19 Naarmate de kinderen opgroeien, zijn er natuurlijk nog vele andere dingen dingen die hun moeten worden onderwezen. Eerbied voor anderen bijvoorbeeld. Indien het thuis van het kind wordt geëist, zal het buitenshuis iets heel natuurlijks zijn. Indien de ouders er zelf in voorgaan, hebben de kinderen een goed voorbeeld om na te volgen (Ef. 6:1-3; 1 Tim. 5:17). Betrouwbaarheid is belangrijk. Dit wordt niet geleerd door kinderen wier ouders hun leven doorbrengen met het opbergen van dingen die de kinderen hebben gebruikt of met het afmaken van werkjes die de kinderen waren opgedragen. Het brengt veel meer geluk wanneer de ouders hun kinderen leren verantwoording te aanvaarden (Matth. 25:14-30). Het is goed kinderen te leren hoe zij op betrouwbare wijze moeten denken en hoe ze tot juiste besluiten kunnen komen. Beredeneer alles met hen en breng hen de christelijke beginselen voor een juist gedrag bij, vertel hun van het kwaad dat iemand overkomt door een verkeerde handeling en van de zegeningen die het gevolg zijn van een juist gedrag (Jer. 10:23; Spr. 3:5, 6). Alleen met het bevel „Doe dit!” en „laat dat!” zult u dat doel niet bereiken. Een juiste ontwikkeling van deze en vele andere karaktertrekken is minstens even belangrijk als een juiste groei van het lichaam. Aan ouders is deze belangrijke onderwijzingsplicht toevertrouwd.

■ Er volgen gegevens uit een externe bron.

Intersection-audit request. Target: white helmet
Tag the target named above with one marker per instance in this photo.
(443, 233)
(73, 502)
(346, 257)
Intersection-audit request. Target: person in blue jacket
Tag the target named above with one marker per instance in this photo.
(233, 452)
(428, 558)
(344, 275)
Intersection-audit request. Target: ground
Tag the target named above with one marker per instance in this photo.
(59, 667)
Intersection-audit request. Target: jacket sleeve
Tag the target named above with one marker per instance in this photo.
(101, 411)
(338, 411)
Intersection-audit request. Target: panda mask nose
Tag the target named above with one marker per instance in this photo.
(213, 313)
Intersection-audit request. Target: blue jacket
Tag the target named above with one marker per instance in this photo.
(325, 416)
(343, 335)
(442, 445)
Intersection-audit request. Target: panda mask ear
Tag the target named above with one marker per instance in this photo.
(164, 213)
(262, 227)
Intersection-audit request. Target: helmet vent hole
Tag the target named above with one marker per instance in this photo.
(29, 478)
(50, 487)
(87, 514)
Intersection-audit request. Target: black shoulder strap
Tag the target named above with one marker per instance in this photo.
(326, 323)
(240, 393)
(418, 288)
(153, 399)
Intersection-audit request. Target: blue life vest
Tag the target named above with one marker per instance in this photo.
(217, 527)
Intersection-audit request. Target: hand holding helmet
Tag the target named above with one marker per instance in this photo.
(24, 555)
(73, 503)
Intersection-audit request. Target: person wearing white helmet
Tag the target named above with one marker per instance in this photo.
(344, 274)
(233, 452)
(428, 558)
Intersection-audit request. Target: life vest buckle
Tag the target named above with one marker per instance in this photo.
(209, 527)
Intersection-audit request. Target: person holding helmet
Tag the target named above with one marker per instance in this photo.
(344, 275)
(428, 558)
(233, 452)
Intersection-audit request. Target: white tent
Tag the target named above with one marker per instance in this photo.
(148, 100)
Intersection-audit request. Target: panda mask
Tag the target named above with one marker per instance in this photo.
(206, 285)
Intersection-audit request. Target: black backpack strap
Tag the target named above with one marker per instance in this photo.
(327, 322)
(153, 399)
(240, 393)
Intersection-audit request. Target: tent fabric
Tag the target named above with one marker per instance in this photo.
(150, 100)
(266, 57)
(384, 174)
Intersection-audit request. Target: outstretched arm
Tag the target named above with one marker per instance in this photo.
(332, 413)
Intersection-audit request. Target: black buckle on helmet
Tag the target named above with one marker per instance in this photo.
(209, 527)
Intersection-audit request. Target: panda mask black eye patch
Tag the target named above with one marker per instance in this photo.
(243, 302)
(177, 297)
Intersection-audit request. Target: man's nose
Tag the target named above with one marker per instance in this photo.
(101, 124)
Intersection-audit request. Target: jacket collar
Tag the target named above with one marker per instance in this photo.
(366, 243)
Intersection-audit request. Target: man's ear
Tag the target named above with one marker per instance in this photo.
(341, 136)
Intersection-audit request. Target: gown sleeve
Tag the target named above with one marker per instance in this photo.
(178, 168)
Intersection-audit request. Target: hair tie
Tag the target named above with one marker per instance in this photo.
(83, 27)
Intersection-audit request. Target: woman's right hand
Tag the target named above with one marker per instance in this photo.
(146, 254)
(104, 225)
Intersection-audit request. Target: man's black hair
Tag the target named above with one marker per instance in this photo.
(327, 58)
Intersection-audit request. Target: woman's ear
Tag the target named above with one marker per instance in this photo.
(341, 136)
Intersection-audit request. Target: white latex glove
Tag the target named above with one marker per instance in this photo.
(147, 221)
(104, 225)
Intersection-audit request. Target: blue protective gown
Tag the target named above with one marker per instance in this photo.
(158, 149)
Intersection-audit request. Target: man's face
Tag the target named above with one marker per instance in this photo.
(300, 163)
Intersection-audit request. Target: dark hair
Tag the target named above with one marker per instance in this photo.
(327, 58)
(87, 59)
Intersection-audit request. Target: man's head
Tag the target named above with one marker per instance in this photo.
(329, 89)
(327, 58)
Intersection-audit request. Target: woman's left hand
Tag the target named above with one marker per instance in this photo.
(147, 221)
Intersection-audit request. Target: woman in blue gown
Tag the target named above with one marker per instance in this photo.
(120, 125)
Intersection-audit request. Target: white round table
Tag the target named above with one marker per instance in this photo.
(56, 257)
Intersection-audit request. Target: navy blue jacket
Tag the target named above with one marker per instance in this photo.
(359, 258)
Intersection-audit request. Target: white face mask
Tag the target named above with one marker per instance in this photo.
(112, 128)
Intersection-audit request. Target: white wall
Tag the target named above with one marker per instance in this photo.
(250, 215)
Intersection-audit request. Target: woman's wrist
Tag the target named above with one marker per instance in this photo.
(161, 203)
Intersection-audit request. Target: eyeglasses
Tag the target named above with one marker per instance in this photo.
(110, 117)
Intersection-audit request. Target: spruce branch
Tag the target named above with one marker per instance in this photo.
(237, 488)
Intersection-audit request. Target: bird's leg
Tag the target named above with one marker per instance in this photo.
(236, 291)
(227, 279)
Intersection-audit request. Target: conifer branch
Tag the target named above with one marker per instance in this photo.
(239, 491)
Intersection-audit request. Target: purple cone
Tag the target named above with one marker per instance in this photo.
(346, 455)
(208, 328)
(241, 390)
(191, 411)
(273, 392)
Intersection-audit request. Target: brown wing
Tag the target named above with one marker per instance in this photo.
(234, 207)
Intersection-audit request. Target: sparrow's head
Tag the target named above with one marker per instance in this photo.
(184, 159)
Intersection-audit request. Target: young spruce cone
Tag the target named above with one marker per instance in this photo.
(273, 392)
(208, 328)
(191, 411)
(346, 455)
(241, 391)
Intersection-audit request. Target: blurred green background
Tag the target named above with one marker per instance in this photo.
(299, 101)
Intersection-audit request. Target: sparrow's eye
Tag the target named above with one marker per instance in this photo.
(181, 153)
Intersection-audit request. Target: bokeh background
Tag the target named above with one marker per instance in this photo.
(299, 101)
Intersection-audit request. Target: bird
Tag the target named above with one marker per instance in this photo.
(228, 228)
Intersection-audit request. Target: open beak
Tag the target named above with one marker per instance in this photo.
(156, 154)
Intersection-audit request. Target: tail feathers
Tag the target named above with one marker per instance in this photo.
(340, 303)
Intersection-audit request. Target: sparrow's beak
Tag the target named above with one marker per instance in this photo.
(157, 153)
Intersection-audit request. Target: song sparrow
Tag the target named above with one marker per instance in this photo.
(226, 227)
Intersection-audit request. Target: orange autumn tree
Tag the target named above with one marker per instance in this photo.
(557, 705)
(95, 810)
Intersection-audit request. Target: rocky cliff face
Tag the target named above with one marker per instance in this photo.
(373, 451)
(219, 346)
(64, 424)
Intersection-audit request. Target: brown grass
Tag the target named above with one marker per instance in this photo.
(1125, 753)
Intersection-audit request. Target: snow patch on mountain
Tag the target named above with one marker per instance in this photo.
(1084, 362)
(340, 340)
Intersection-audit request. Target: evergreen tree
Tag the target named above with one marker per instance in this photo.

20. Wie in de Nieuwe-Wereldmaatschappij ’behoren leraars te zijn’?
20 Allen in de Nieuwe-Wereldmaatschappij zien naar Jehovah God en Christus Jezus op als hun grote onderwijzers, die hen naar eeuwig leven en succes kunnen leiden. Zij nemen de volgende geïnspireerde raad van deze onderwijzers ter harte: „Gij behoordet leraars te zijn.” Hetzij ouders of kinderen, hetzij zij al hun tijd of slechts een gedeelte daarvan aan de bediening besteden, hetzij opzieners of anderen, zij weten dat er een onderwijzingswerk te doen is waaraan zij kunnen deelnemen, en nu is de tijd hiervoor.